Mr. W. Wedzinga

Over Strafrecht en nog veel meer

                                                        

24 maart 2015

De derde deal van Teeven

Er is iets zeer merkwaardigs aan de hand. Om te beginnen met de eerste deal tussen Teeven en Cees H.. Die uit 1998. In de voor akkoord getekende verklaring van 22 juni 1998 staat onder punt 4 dat het parket Amsterdam “positief zal adviseren” op een ingediend gratieverzoek. Niets mis mee. Want het OM adviseert altijd over een gratieverzoek. Een advies dat niet bindend is. Over gratie beslist de Koning na advies te hebben ingewonnen bij het OM en de rechters. Bij voorkeur de magistraten die destijds bij de veroordeling betrokken waren. In de praktijk wordt de beslissing genomen door ambtenaren van het Ministerie van Justitie.

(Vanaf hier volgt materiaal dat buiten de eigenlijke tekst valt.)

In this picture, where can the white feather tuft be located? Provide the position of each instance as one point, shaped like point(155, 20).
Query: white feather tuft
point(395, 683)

Zo heette dat destijds nog. Maar onder punt 6 van de overigens ook tekstueel opvallende overeenkomst staat “Een beslissing op een ingediend gratieverzoek zal onverwijld worden genomen”. Vreemd. Dat is toch het prerogatief van de Koning, lees het ministerie. Het OM staat daar buiten? Sterker nog: in de destijds geldende Richtlijn “deals met criminelen” was een gratiezegging zelfs uit den boze.